Muito jovem eu aprendi o significado de sentir a alma saindo do corpo. Não era apenas sobre levar um susto, mas sobre não saber reagir, sobre não sentir mais como parte do ambiente enquanto o seu corpo vive tudo o que você não quer viver. É sobre morrer ainda respirando, sobre se desligar do material e ir a um lugar da sua mente onde não há nada. Nem alegria, nem tristeza ou qualquer vestígio de você mesmo. Às vezes estar vazio era melhor do que sentir.

O luto pelo Frederic trouxe essa sensação de volta e foi estranho notar que eu já a conhecia. Provavelmente eu estive de luto por mim mesma durante a maior parte da minha fatídica existência, pela criança que nunca me permitiram ser, pelos sonhos que jamais ousei sonhar e pelos sentimentos que morreram antes de nascerem em mim. Mortes de mim mesma incontáveis vezes tornaram o luto um velho e desagradável conhecido. A parte positiva era que eu já estava consideravelmente calejada sobre ele.
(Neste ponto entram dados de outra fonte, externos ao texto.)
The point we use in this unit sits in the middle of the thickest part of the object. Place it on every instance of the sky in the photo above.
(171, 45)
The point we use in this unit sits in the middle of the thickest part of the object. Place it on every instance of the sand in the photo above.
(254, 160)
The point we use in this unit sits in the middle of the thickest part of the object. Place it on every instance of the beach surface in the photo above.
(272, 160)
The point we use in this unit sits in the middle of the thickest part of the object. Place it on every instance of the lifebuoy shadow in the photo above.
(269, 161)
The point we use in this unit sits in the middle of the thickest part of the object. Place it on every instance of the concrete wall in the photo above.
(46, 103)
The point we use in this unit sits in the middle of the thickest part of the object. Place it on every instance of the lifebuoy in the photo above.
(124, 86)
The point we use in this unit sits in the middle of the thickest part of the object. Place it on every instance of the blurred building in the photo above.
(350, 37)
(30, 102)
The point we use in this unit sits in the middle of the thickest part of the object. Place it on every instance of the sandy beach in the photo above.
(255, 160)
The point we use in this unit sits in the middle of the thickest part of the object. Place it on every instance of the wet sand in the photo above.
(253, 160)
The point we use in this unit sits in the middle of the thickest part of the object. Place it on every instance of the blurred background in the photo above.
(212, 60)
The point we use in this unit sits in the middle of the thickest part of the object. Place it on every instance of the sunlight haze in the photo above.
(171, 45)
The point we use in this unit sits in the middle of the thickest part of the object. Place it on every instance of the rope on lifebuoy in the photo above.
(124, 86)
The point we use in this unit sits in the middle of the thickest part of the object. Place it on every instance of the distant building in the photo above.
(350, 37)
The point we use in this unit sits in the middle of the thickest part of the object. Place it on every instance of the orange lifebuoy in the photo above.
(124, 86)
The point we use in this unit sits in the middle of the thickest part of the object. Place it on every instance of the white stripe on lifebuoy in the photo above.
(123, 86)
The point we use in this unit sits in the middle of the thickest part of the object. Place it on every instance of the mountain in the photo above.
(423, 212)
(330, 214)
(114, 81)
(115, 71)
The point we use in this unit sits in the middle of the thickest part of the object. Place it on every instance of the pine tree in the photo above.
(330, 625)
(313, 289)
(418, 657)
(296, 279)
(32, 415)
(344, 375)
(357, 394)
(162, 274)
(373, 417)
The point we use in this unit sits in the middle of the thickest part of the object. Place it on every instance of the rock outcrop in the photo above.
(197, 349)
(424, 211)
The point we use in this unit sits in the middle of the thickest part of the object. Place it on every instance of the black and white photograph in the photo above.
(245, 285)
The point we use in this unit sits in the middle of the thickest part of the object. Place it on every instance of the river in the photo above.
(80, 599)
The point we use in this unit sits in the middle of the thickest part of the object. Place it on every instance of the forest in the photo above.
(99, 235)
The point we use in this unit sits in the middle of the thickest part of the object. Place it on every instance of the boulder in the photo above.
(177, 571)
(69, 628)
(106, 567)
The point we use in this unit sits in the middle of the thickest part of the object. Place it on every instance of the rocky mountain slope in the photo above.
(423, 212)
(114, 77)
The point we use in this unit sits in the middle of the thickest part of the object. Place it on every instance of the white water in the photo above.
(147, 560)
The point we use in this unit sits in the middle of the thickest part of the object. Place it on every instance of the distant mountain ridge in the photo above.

Não fui capaz de resolver nada sobre o funeral do Frederic. A equipe que cuidou de toda a sua vida política cuidou dos detalhes e a única coisa que eu notei foi a minha casa cheia de pessoas por alguma razão. Parentes de todos os cantos do país resolveram dar as caras e eu sabia que os irmãos, primos e tios do Frederic começariam a reivindicar parte da herança em breve antes mesmo que pudéssemos ler o testamento. Me irritava que eles pensassem nisso quando tudo o que eu tinha na cabeça soava como um deserto.

Minha casa nunca esteve tão cheia com a família, a equipe que organizava tudo por nós, os tantos funcionários e a polícia que não saiu de perto e agora estava em maior número. Preferi passar a maior parte do tempo em meu quarto, deitada na minha cama com as cortinas fechadas, deixando tudo num denso breu. Às vezes eu pegava o meu caderno de desenhos, abria uma folha em branco e tentava começar a rabiscar alguma coisa. Depois de cerca de dez minutos olhando para o lápis em minha mão eu simplesmente desistia e deixava aquilo de lado.

O Cole também estava por perto, mas eu lhe pedi espaço, algo que ele não relutou em respeitar. A única pessoa com quem eu passava horas conversando era o meu novo terapeuta que vinha me atender a domicílio. Ele era competente e eu notei a diferença entre ele e a psicóloga falsa logo na primeira sessão. Nunca imaginei que me sentindo daquela maneira eu conseguiria falar, mas eu consegui. Esclareci para mim mesma toda a questão do luto, entendi que não se tratava apenas da morte literal e que eu podia aguentar isso mais do que achei que aguentaria, só precisava dar o meu próprio jeito.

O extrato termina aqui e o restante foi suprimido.